I would tell myself that I had to write an article, or work on my book, and then I’d almost immediately check email or go read something online. I’d find excuses to clean, or start playing an online game, or watch videos. Anything but what I needed to work on.
It was like I had no control over myself. I felt horrible, of course, because then I felt like I had no self-control, no discipline. This is the cycle of urge-act-guilt that we’ve all felt.
How do you overcome this cycle? The first part of the cycle is actually invisible to most people. The urges act in the dark. And so the most important step in breaking the cycle is to take away the invisibility. Shine a light on the darkness. See what’s going on, so you can consciously change it.
That’s what I did with procrastination. I would stop myself before going to check email (for example), and just pause for a second. Then I’d watch this urge to switch from my writing to another task. What was this urge like? It was a strong feeling that seemed to come from nowhere, and I’d feel it in my chest, rising up my neck into my head. What a strange sensation!
Then I’d watch what would happen if i just sat and didn’t follow this urge. It would get stronger, and I’d sometimes panic a little, like I needed to act on this urge immediately! But then it would go away, and I’d calm down.
I was shining the light of mindfulness on these invisible urges. They are incredibly powerful when they’re invisible, and we just act on them without thinking. But with this mindful spotlight, I could turn them from invisible to visible, and watch them in action. When they’re visible, these urges lose their power. Now they’re just ordinary feelings, that come and go.

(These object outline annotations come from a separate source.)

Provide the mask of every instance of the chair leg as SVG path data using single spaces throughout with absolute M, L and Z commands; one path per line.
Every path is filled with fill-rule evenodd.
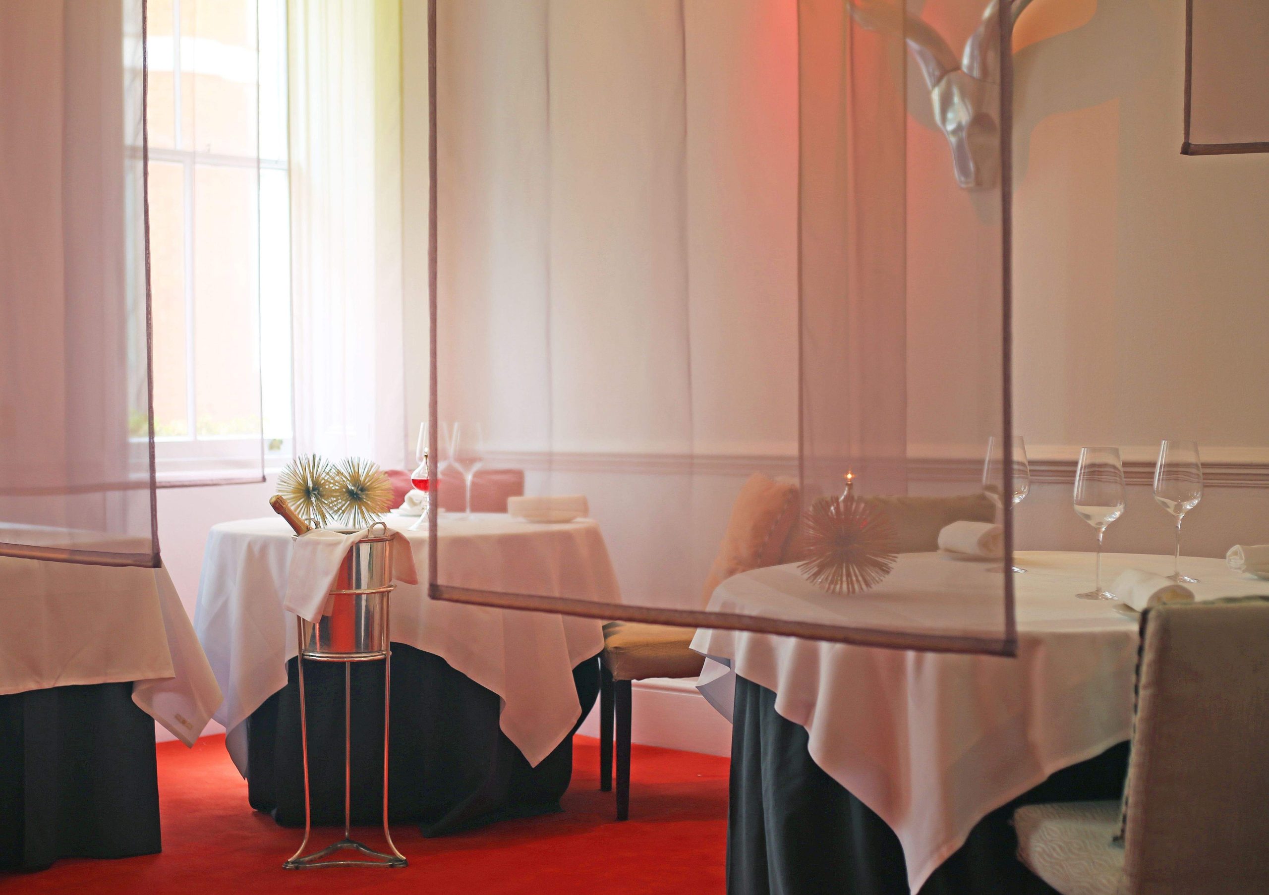
M 626 820 L 631 812 L 631 682 L 615 680 L 613 696 L 617 703 L 617 819 Z
M 613 788 L 613 674 L 599 669 L 599 788 Z

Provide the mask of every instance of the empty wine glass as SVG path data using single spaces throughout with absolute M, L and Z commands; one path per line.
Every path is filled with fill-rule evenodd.
M 423 512 L 418 520 L 410 526 L 411 532 L 418 532 L 428 527 L 429 509 L 431 508 L 431 465 L 428 462 L 428 424 L 419 424 L 419 441 L 415 443 L 414 460 L 418 463 L 410 474 L 410 484 L 416 490 L 423 491 Z
M 1075 470 L 1075 512 L 1098 529 L 1098 571 L 1093 590 L 1076 594 L 1080 599 L 1117 599 L 1101 588 L 1101 538 L 1107 527 L 1123 515 L 1123 463 L 1119 448 L 1080 448 Z
M 483 430 L 480 423 L 452 423 L 449 430 L 449 462 L 463 476 L 466 518 L 472 515 L 472 479 L 485 465 Z
M 1176 517 L 1176 554 L 1173 574 L 1178 584 L 1194 584 L 1197 578 L 1181 575 L 1181 519 L 1203 499 L 1203 466 L 1194 442 L 1164 441 L 1155 465 L 1155 500 Z
M 987 461 L 982 465 L 982 493 L 991 499 L 991 503 L 1004 512 L 1005 501 L 1003 489 L 1005 486 L 1005 470 L 1010 470 L 1009 476 L 1009 505 L 1022 503 L 1027 493 L 1030 491 L 1030 465 L 1027 462 L 1027 443 L 1022 435 L 1014 435 L 1009 441 L 1009 452 L 1005 451 L 1005 439 L 992 435 L 987 439 Z M 987 571 L 1006 571 L 1005 566 L 992 566 Z M 1024 573 L 1025 569 L 1009 566 L 1008 571 Z

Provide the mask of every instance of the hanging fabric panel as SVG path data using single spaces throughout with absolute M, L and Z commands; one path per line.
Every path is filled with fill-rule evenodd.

Amazingly, this works on any habit. Every habit seems to come with unbidden urges to procrastinate on the habit. If you want to write, read more, wake early, meditate … you’ll also have the urge to go do something else, to put the habit off. And when you use the spotlight of mindfulness on these urges, you can take their power away and rationally decide what you’d like to do.
Mission: Watch your urges
Today as you do your habit, mindfully watch any urges that come up. Do this every day, if you can remember, and then journal about these urges. Be curious about them: what do they feel like? What happens if you don’t act on them? Can you delay for just a minute or two when they come up?